Characteristic brain abnormalities in neuromyelitis optica spectrum disorder (NMOSD) patients on T2-weighted or fluid-attenuated inversion recovery (FLAIR) MRI. (A) Periependymal lesions surrounding the third ventricle and cerebral aqueduct. These lesions can be unilateral (a) or bilateral (b) and sometime accompany with the periependymal lesions surrounding the lateral ventricles (c). They often involve the thalamus and hypothalamus (d, e). (B) Brainstem lesions adjacent to the fourth ventricle. The dorsal part of brainstem adjacent to the fourth ventricle is commonly involved (a–c). They can be edematous and form extensive lesions involving the cerebellar peduncle (d). These lesions are often contiguous with cervical lesions (e). (C) Periependymal lesions surrounding the lateral ventricles. Unlike the lesions in multiple sclerosis, NMOSD lesions are located immediately next to the lateral ventricle, following the ependymal lining in a disseminated pattern and are often edematous and heterogeneous (a). Sometimes the callosal lesions involve the entire thickness of the corpus callosum, including the splenium-like “arch bridge” (b–d). These lesions often extend into the cerebral hemisphere, forming an extensive and confluent white matter lesion (e). (D) Lesions involving the posterior limb of internal capsule and cerebral peduncle of midbrain unilaterally (a, c) or bilaterally (b, d, and e).
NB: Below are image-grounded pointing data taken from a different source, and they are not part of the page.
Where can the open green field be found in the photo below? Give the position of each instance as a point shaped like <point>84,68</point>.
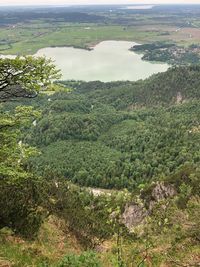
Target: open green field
<point>22,36</point>
<point>27,40</point>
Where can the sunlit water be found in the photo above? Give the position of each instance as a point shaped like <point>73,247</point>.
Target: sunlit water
<point>108,61</point>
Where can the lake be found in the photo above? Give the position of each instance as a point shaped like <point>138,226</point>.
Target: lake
<point>108,61</point>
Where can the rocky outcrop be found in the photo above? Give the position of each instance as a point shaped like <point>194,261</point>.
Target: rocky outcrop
<point>161,191</point>
<point>134,214</point>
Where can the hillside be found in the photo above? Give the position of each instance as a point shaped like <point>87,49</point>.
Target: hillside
<point>119,135</point>
<point>140,140</point>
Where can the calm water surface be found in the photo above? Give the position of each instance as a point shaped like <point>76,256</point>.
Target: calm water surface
<point>108,61</point>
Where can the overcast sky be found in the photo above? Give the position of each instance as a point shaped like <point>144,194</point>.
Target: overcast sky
<point>79,2</point>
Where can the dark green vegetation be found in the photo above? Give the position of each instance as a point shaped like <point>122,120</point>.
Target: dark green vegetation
<point>24,31</point>
<point>136,135</point>
<point>170,53</point>
<point>119,135</point>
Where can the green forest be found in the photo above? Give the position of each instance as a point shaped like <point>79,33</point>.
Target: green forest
<point>136,142</point>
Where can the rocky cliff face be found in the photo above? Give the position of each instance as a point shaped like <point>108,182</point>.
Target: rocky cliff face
<point>135,213</point>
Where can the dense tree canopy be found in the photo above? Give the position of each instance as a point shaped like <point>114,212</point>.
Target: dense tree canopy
<point>25,76</point>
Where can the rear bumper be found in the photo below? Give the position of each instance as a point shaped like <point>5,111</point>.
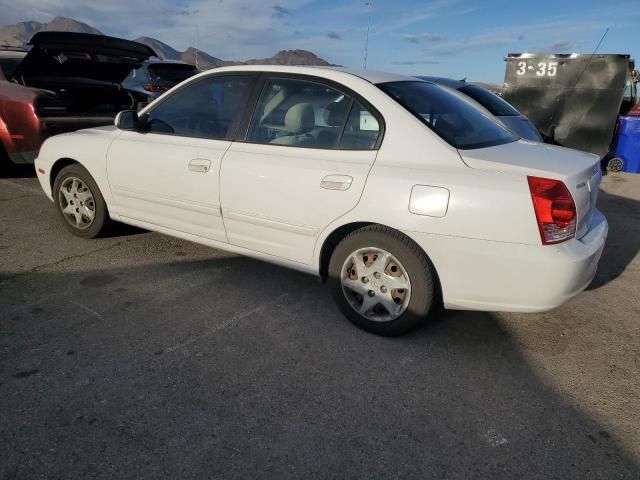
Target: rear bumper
<point>495,276</point>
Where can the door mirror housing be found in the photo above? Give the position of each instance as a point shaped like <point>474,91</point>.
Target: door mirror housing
<point>127,120</point>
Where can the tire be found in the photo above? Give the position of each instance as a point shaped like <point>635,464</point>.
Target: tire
<point>76,197</point>
<point>366,249</point>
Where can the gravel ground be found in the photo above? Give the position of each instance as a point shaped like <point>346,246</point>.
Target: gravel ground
<point>140,356</point>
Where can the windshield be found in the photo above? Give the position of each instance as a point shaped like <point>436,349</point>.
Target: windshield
<point>171,72</point>
<point>490,101</point>
<point>454,119</point>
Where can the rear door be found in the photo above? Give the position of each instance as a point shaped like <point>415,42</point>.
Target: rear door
<point>307,154</point>
<point>168,174</point>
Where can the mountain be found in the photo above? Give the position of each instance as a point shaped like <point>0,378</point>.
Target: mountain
<point>162,49</point>
<point>18,35</point>
<point>206,61</point>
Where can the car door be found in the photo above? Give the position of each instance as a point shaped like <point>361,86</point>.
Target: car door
<point>167,174</point>
<point>304,162</point>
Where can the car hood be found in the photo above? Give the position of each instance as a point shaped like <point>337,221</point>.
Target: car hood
<point>81,55</point>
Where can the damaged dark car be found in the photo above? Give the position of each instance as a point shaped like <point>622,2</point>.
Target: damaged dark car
<point>67,81</point>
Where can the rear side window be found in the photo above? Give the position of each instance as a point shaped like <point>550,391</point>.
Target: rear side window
<point>171,72</point>
<point>456,120</point>
<point>304,113</point>
<point>496,105</point>
<point>204,109</point>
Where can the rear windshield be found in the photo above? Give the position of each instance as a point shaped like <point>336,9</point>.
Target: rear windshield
<point>456,120</point>
<point>490,101</point>
<point>171,72</point>
<point>8,65</point>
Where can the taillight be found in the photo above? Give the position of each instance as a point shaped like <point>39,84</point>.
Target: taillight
<point>555,209</point>
<point>635,111</point>
<point>152,88</point>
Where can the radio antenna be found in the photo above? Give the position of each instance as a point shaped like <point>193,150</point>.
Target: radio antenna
<point>366,41</point>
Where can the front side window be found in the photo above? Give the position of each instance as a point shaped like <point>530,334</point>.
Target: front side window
<point>204,109</point>
<point>304,113</point>
<point>458,122</point>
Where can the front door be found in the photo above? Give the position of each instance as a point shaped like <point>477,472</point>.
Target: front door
<point>308,152</point>
<point>167,174</point>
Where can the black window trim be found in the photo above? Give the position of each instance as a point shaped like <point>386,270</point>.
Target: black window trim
<point>243,128</point>
<point>231,133</point>
<point>471,146</point>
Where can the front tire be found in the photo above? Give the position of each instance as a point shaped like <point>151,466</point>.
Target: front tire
<point>79,202</point>
<point>382,281</point>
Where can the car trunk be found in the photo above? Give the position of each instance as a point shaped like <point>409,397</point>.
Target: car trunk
<point>579,171</point>
<point>83,72</point>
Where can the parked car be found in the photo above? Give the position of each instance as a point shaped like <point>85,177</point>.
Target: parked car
<point>496,105</point>
<point>399,192</point>
<point>10,58</point>
<point>65,82</point>
<point>155,76</point>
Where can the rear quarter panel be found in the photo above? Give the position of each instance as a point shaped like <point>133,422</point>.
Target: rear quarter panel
<point>19,125</point>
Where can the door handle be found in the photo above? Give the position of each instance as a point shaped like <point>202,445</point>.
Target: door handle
<point>336,182</point>
<point>201,165</point>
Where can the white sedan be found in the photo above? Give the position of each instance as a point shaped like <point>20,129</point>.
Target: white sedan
<point>399,193</point>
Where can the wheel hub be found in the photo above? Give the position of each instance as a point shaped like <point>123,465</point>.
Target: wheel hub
<point>376,284</point>
<point>76,203</point>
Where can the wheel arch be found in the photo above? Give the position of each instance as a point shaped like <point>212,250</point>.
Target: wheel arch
<point>58,166</point>
<point>334,238</point>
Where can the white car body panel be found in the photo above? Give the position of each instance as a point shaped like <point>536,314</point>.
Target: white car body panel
<point>268,201</point>
<point>273,197</point>
<point>168,181</point>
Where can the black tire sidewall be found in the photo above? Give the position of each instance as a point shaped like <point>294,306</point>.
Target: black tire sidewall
<point>414,261</point>
<point>101,212</point>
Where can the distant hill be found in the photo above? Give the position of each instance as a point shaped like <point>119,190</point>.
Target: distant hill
<point>18,35</point>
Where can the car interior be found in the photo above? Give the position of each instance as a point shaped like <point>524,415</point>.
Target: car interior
<point>306,114</point>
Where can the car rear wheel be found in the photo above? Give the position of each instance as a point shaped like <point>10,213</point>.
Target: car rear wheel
<point>79,202</point>
<point>381,280</point>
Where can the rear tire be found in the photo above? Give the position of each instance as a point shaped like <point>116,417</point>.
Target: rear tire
<point>382,281</point>
<point>79,202</point>
<point>615,164</point>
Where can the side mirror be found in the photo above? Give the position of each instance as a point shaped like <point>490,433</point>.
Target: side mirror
<point>127,120</point>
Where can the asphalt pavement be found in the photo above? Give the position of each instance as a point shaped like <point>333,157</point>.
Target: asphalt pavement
<point>141,356</point>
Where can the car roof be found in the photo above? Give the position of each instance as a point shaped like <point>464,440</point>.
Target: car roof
<point>165,61</point>
<point>371,76</point>
<point>12,53</point>
<point>448,82</point>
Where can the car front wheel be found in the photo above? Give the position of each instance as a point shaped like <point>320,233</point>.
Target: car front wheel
<point>79,202</point>
<point>381,280</point>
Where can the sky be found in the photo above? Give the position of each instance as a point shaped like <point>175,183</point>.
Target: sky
<point>452,38</point>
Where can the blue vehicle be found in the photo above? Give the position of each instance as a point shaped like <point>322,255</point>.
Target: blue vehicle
<point>157,76</point>
<point>584,101</point>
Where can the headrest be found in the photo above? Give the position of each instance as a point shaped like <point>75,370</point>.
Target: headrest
<point>300,118</point>
<point>334,113</point>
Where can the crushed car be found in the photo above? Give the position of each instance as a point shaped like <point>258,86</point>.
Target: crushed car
<point>65,82</point>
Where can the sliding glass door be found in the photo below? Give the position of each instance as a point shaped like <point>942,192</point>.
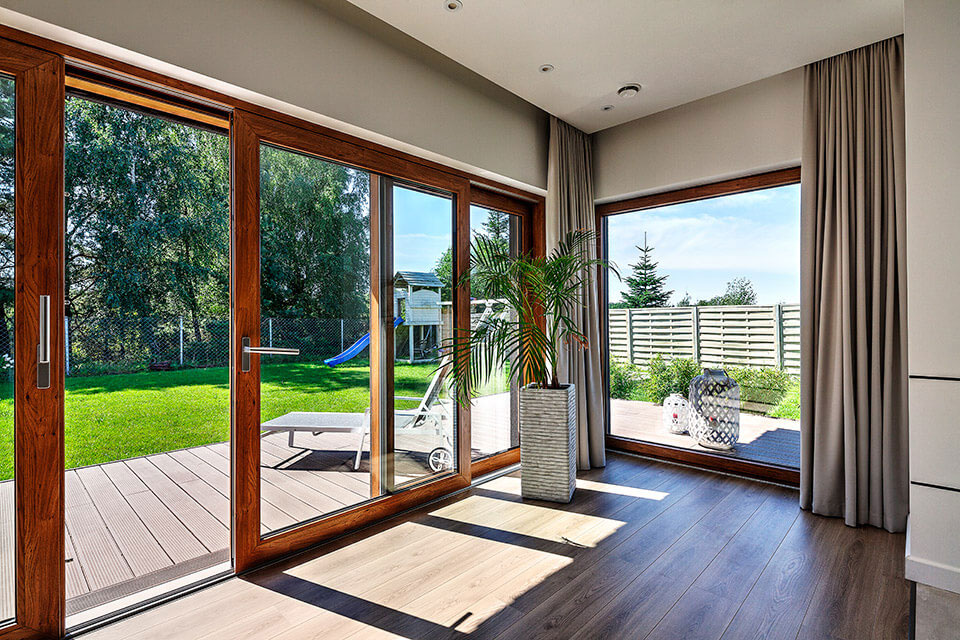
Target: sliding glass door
<point>342,297</point>
<point>147,403</point>
<point>314,338</point>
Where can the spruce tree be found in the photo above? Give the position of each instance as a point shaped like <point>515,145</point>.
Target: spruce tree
<point>644,286</point>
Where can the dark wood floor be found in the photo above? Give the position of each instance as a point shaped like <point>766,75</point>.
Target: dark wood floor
<point>645,550</point>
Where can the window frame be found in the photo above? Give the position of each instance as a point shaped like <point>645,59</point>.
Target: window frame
<point>704,459</point>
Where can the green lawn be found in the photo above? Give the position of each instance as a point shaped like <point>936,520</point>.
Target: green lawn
<point>123,416</point>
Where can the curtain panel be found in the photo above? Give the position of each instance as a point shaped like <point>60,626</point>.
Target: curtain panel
<point>569,207</point>
<point>853,415</point>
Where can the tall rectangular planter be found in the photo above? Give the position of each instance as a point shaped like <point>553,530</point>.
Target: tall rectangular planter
<point>548,443</point>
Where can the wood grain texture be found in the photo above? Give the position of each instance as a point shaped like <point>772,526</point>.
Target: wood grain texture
<point>707,460</point>
<point>38,439</point>
<point>702,192</point>
<point>645,550</point>
<point>245,282</point>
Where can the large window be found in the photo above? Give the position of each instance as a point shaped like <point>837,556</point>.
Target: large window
<point>315,299</point>
<point>708,284</point>
<point>147,403</point>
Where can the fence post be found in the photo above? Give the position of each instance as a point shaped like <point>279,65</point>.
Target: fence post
<point>695,330</point>
<point>778,335</point>
<point>66,344</point>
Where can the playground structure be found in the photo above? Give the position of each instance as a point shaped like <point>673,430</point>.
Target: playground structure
<point>416,299</point>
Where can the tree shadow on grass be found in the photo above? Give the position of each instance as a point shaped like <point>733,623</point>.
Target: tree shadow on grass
<point>304,377</point>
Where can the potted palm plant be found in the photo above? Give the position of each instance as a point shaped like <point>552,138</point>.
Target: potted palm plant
<point>544,296</point>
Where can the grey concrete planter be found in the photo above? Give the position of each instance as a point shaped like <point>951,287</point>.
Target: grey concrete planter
<point>548,443</point>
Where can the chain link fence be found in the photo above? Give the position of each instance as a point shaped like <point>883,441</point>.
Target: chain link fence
<point>112,344</point>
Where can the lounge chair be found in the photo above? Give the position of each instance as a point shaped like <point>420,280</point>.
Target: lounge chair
<point>429,413</point>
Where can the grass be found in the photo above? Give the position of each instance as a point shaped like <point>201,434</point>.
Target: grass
<point>114,417</point>
<point>789,405</point>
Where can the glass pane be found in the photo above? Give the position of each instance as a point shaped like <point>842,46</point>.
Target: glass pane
<point>708,284</point>
<point>7,509</point>
<point>315,297</point>
<point>424,424</point>
<point>494,418</point>
<point>147,412</point>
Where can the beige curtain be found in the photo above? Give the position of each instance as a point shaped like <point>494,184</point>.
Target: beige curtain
<point>853,331</point>
<point>570,207</point>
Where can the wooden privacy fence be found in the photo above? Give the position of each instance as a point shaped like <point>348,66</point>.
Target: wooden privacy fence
<point>736,336</point>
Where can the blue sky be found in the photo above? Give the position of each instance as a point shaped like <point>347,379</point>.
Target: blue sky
<point>703,245</point>
<point>422,228</point>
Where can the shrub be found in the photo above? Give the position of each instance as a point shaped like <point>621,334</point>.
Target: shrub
<point>789,405</point>
<point>624,379</point>
<point>763,386</point>
<point>664,378</point>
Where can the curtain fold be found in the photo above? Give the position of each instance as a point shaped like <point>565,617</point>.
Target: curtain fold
<point>569,207</point>
<point>853,415</point>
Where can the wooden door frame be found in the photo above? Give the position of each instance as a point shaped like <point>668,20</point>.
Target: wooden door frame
<point>532,242</point>
<point>38,413</point>
<point>713,461</point>
<point>248,131</point>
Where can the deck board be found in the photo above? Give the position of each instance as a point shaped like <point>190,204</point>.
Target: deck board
<point>139,548</point>
<point>133,521</point>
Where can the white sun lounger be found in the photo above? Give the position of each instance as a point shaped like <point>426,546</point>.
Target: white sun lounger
<point>430,412</point>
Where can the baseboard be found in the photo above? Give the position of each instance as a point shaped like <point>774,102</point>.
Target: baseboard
<point>932,573</point>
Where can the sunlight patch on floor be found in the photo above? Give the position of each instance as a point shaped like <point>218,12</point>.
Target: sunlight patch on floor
<point>633,492</point>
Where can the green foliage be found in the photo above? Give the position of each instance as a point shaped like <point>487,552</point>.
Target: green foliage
<point>763,386</point>
<point>739,292</point>
<point>664,378</point>
<point>123,416</point>
<point>789,405</point>
<point>625,379</point>
<point>552,286</point>
<point>644,286</point>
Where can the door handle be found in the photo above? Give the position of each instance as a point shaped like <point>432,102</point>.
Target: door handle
<point>43,348</point>
<point>263,351</point>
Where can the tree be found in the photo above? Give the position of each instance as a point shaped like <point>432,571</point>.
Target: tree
<point>739,292</point>
<point>644,286</point>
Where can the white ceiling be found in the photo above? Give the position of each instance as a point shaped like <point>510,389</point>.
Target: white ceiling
<point>679,50</point>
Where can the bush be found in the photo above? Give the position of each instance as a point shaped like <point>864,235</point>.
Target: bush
<point>664,378</point>
<point>624,379</point>
<point>763,386</point>
<point>789,405</point>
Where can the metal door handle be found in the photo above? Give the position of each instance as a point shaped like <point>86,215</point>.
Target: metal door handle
<point>43,348</point>
<point>263,351</point>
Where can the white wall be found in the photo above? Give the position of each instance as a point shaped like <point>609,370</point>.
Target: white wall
<point>931,70</point>
<point>746,130</point>
<point>339,65</point>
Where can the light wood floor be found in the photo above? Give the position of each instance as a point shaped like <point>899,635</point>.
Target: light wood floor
<point>645,550</point>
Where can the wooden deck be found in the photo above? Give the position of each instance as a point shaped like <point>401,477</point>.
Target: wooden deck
<point>644,550</point>
<point>762,439</point>
<point>134,524</point>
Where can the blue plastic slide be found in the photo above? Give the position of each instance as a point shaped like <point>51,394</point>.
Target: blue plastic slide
<point>355,348</point>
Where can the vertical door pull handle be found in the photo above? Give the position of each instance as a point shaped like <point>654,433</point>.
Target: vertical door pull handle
<point>43,348</point>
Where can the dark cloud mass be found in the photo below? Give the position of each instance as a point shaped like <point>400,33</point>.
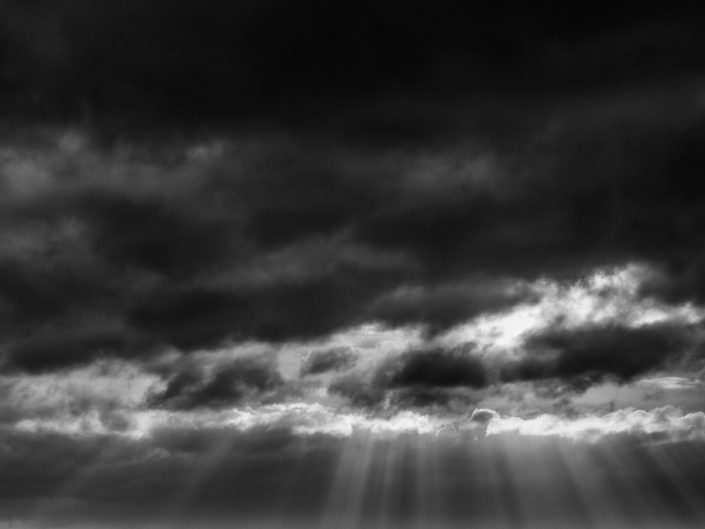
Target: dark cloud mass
<point>351,264</point>
<point>337,359</point>
<point>412,176</point>
<point>225,385</point>
<point>588,355</point>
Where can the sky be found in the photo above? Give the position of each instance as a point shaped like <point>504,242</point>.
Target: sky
<point>351,264</point>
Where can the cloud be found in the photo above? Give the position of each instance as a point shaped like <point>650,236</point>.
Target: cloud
<point>595,353</point>
<point>328,360</point>
<point>436,368</point>
<point>663,424</point>
<point>224,385</point>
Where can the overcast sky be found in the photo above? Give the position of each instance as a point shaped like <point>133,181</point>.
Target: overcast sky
<point>351,264</point>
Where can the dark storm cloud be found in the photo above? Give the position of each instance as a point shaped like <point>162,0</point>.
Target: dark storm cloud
<point>124,64</point>
<point>446,304</point>
<point>417,378</point>
<point>336,359</point>
<point>585,356</point>
<point>528,148</point>
<point>438,368</point>
<point>192,386</point>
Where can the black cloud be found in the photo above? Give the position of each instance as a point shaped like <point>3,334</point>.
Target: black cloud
<point>337,359</point>
<point>589,355</point>
<point>193,387</point>
<point>411,177</point>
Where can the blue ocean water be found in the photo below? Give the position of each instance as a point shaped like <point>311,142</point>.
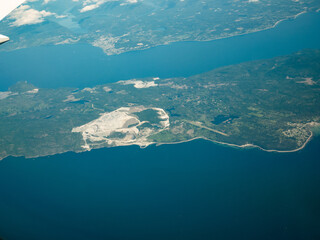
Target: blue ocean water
<point>86,66</point>
<point>195,190</point>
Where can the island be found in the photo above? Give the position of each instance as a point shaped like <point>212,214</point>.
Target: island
<point>270,104</point>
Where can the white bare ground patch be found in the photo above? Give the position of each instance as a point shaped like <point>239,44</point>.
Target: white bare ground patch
<point>90,90</point>
<point>121,128</point>
<point>300,131</point>
<point>71,98</point>
<point>308,81</point>
<point>33,91</point>
<point>139,83</point>
<point>107,89</point>
<point>4,95</point>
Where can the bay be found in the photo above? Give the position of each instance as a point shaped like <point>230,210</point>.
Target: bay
<point>194,190</point>
<point>82,65</point>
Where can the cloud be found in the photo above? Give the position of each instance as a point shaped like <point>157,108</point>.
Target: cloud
<point>89,5</point>
<point>24,15</point>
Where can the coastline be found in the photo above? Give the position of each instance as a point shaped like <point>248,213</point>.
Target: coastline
<point>244,146</point>
<point>214,38</point>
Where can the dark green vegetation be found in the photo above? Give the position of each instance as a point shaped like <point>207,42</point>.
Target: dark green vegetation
<point>120,26</point>
<point>270,103</point>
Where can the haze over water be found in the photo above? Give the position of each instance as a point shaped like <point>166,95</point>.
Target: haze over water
<point>86,66</point>
<point>195,190</point>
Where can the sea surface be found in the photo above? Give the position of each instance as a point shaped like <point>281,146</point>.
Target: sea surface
<point>82,65</point>
<point>190,191</point>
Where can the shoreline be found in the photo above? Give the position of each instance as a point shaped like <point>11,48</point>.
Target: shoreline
<point>292,17</point>
<point>172,42</point>
<point>244,146</point>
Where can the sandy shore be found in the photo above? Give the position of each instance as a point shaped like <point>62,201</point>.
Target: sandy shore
<point>245,145</point>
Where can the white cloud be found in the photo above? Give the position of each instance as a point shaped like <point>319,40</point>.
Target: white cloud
<point>89,5</point>
<point>24,15</point>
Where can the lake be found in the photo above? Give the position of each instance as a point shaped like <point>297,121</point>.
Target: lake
<point>195,190</point>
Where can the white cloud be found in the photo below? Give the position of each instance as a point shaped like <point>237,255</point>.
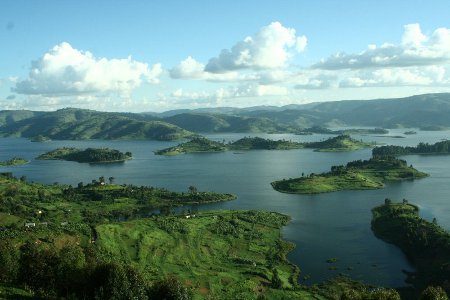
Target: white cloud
<point>268,49</point>
<point>192,69</point>
<point>67,71</point>
<point>387,77</point>
<point>416,49</point>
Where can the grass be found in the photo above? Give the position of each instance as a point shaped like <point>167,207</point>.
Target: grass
<point>371,174</point>
<point>426,244</point>
<point>16,161</point>
<point>217,253</point>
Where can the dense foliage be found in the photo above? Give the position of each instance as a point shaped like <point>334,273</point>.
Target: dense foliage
<point>15,161</point>
<point>442,147</point>
<point>355,175</point>
<point>89,155</point>
<point>425,243</point>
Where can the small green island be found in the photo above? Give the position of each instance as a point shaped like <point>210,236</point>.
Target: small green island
<point>442,147</point>
<point>15,161</point>
<point>409,132</point>
<point>324,130</point>
<point>40,139</point>
<point>425,243</point>
<point>356,175</point>
<point>201,144</point>
<point>89,155</point>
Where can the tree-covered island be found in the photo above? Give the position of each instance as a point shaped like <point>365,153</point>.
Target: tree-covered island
<point>442,147</point>
<point>356,175</point>
<point>89,155</point>
<point>201,144</point>
<point>425,243</point>
<point>15,161</point>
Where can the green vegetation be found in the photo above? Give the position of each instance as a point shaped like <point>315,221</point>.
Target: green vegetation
<point>40,139</point>
<point>89,155</point>
<point>257,143</point>
<point>324,130</point>
<point>410,132</point>
<point>337,144</point>
<point>80,124</point>
<point>356,175</point>
<point>425,244</point>
<point>198,144</point>
<point>15,161</point>
<point>442,147</point>
<point>225,254</point>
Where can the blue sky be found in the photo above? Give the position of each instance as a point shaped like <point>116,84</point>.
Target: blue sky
<point>161,55</point>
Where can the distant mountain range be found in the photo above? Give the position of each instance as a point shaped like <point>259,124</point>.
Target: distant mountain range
<point>428,111</point>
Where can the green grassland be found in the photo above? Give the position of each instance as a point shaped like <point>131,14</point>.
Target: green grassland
<point>15,161</point>
<point>338,144</point>
<point>425,243</point>
<point>89,155</point>
<point>195,145</point>
<point>200,144</point>
<point>220,253</point>
<point>357,175</point>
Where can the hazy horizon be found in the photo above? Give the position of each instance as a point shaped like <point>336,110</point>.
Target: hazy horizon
<point>139,56</point>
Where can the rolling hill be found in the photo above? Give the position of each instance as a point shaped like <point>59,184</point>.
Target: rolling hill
<point>80,124</point>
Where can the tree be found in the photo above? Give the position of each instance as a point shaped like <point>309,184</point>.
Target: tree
<point>433,293</point>
<point>38,269</point>
<point>193,190</point>
<point>9,261</point>
<point>169,288</point>
<point>276,280</point>
<point>70,270</point>
<point>116,282</point>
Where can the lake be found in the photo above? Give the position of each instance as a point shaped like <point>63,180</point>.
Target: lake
<point>324,226</point>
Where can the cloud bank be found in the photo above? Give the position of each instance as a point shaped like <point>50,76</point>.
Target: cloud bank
<point>65,70</point>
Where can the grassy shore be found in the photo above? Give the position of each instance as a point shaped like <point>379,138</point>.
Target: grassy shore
<point>16,161</point>
<point>357,175</point>
<point>425,244</point>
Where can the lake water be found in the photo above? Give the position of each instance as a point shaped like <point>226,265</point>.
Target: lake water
<point>332,225</point>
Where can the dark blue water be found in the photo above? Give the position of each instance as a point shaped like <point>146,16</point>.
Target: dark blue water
<point>333,225</point>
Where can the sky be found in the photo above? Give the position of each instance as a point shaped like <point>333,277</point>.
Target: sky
<point>142,56</point>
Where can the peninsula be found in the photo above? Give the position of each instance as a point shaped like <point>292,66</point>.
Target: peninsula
<point>442,147</point>
<point>15,161</point>
<point>356,175</point>
<point>89,155</point>
<point>425,243</point>
<point>201,144</point>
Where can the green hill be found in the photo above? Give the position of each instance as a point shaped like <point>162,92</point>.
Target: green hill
<point>356,175</point>
<point>425,244</point>
<point>80,124</point>
<point>209,122</point>
<point>89,155</point>
<point>198,144</point>
<point>337,144</point>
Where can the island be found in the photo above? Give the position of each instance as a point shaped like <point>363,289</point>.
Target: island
<point>338,144</point>
<point>101,240</point>
<point>40,139</point>
<point>15,161</point>
<point>89,155</point>
<point>356,175</point>
<point>410,132</point>
<point>425,243</point>
<point>324,130</point>
<point>257,143</point>
<point>442,147</point>
<point>201,144</point>
<point>198,144</point>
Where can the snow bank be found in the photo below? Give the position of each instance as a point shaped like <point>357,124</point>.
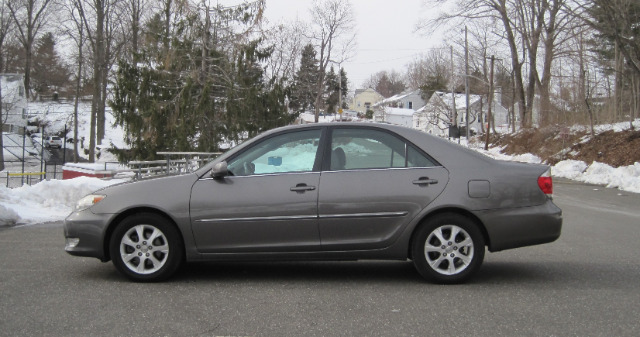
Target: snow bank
<point>46,201</point>
<point>626,178</point>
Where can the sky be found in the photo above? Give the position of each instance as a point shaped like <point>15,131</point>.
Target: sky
<point>385,33</point>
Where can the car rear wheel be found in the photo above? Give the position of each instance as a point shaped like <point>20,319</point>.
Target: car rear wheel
<point>146,247</point>
<point>448,248</point>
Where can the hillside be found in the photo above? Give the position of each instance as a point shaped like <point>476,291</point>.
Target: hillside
<point>615,145</point>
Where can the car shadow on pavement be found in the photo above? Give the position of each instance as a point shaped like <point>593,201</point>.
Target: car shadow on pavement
<point>338,271</point>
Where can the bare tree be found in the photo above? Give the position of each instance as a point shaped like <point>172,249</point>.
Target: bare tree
<point>287,41</point>
<point>333,25</point>
<point>75,30</point>
<point>101,28</point>
<point>5,30</point>
<point>527,27</point>
<point>30,16</point>
<point>618,21</point>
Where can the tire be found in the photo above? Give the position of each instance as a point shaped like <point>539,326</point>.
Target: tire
<point>448,248</point>
<point>146,247</point>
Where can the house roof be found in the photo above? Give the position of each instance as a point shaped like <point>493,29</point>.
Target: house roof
<point>399,111</point>
<point>397,97</point>
<point>461,101</point>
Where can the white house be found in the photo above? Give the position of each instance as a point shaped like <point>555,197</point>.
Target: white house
<point>407,100</point>
<point>364,99</point>
<point>438,114</point>
<point>399,109</point>
<point>14,101</point>
<point>399,116</point>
In coronal images (e), these lesions are contiguous and longitudinally extensive following the corticospinal tracts and appear to be synonymous with a longitudinally extensive cord lesion following the descending tract. (E) Extensive and confluent hemispheric white matter lesions. They can be tumefactive (a, b) or spindle-like (c). Some lesions look like “spilled ink” along the white matter tracts. Usually they show high signal intensities on diffusion-weighted images (DWIs) (d) and an increase in apparent diffusion coefficient (ADC) values (e, paired with d), suggesting vasogenic edema. (F) Cerebral cortex involvement (a–d) and leptomeningeal enhancement (e, paired with d).